America’s Tiananmen Square

When the framers of the United States’ (second) Constitution gathered in Philadelphia in 1787 to scrap the failed Articles of Confederation (1781) and “to form a more perfect union,” they were driven by events not dissimilar from those that moved the leadership of China two hundred years later, in 1989, to seek their own more perfect union. And not unlike its north American antecedent, the students and workers who emptied into Tiananmen Square were inspired only by the most righteous, if misguided, motives.

Let’s look first at the original. “Shays’ Rebellion,” as it would forever be called, was both a populist and a popular uprising triggered by the resumption, ex post ante, of the very conditions against which militias believed (and were led to believe) that their members had fought in and died for “the Revolution.” Returning to their homesteads following their victory, however, soldiers found that nothing had really changed.

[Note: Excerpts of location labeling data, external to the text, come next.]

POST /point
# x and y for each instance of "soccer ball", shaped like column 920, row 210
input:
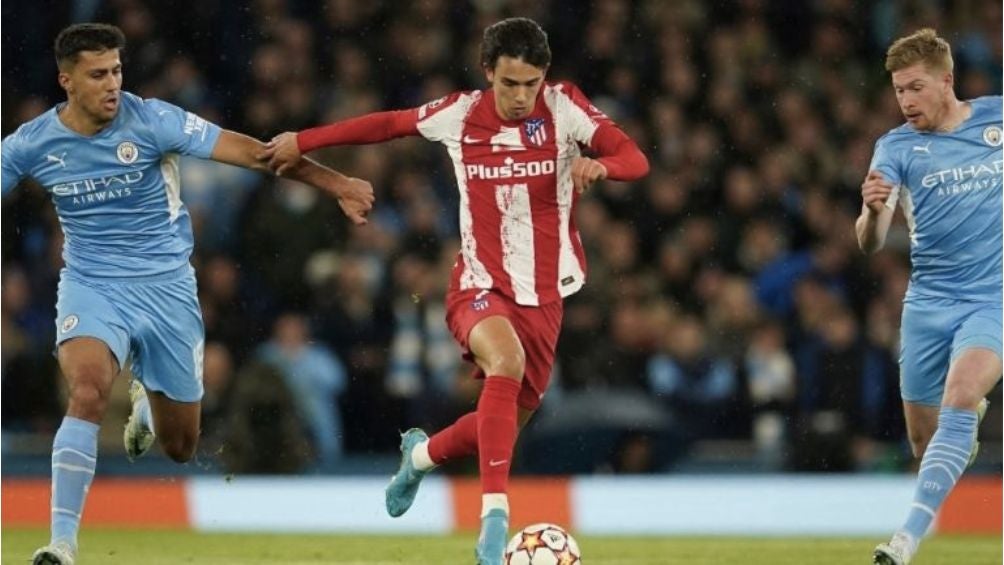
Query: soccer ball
column 542, row 544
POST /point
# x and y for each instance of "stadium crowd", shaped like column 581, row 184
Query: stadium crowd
column 727, row 298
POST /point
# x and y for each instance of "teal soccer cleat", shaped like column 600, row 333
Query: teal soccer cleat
column 137, row 436
column 400, row 494
column 494, row 534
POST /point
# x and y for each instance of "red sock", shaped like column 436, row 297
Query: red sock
column 456, row 441
column 496, row 432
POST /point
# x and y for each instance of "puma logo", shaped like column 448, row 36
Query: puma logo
column 60, row 160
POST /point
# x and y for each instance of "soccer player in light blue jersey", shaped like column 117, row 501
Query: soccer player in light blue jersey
column 109, row 161
column 944, row 168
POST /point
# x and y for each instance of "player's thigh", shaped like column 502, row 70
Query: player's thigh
column 89, row 368
column 976, row 357
column 926, row 341
column 85, row 310
column 538, row 329
column 496, row 347
column 480, row 320
column 175, row 421
column 169, row 342
column 91, row 343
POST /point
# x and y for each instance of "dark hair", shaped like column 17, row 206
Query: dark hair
column 519, row 38
column 86, row 37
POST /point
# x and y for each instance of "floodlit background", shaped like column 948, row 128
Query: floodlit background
column 731, row 333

The wealthy had rigged the system. Indeed, what they thought had been their homes turned out in fact to be the land of wealthy Massachusetts elites. They now owed rent not to British, but to Massachusetts landlords. And since they owned no land, they also had no claim upon political representation. “All power to the Soviets,” or, in this instance, to the parishes. But, no. That is not how matters in post-revolutionary Massachusetts worked. But that was not all. Having fought for the revolution, members of Massachusetts’ militias had, at a bare minimum, expected to collect the wages they had earned for serving. But, sorry, since the Federal Government enjoys no constitutional authority to raise a militia, to compensate its members, or even to issue a bond to compensate our men in uniform, we cannot actually compensate you for your much valued service. And, so, like so many impoverished and disenfranchised veterans, Shays’ men set upon the institutions that most represented their hardship; the courts and municipal halls that archived the deeds and records which now were being leveraged against them.

The response from the new nation’s political establishment was swift and to the point. They called a Constitutional Convention to remedy the causes for Shays’ Rebellion. When he introduced the causes for convening the convention, Edmund Randolph of Virginia did his best to cover over the gulf separating the Articles from his own “Virginia Plan.” The official record reports:

In speaking of the defects of the Confederation, he professed a high respect for Its authors, and considered them as having done all that patriots could do in the then infancy of the science of constitutions and of confederacies; when the inefficiency of requisitions was unknown — no commercial discord had arisen among any states — no rebellion had appeared, as In Massachusetts — foreIgn debts had not become urgent — the havoc of paper money had not been foreseen — treaties had not been violated; and perhaps nothing better could be obtained, from the jealousy of the states with regard to their sovereignty (Debates May 1787:126-127).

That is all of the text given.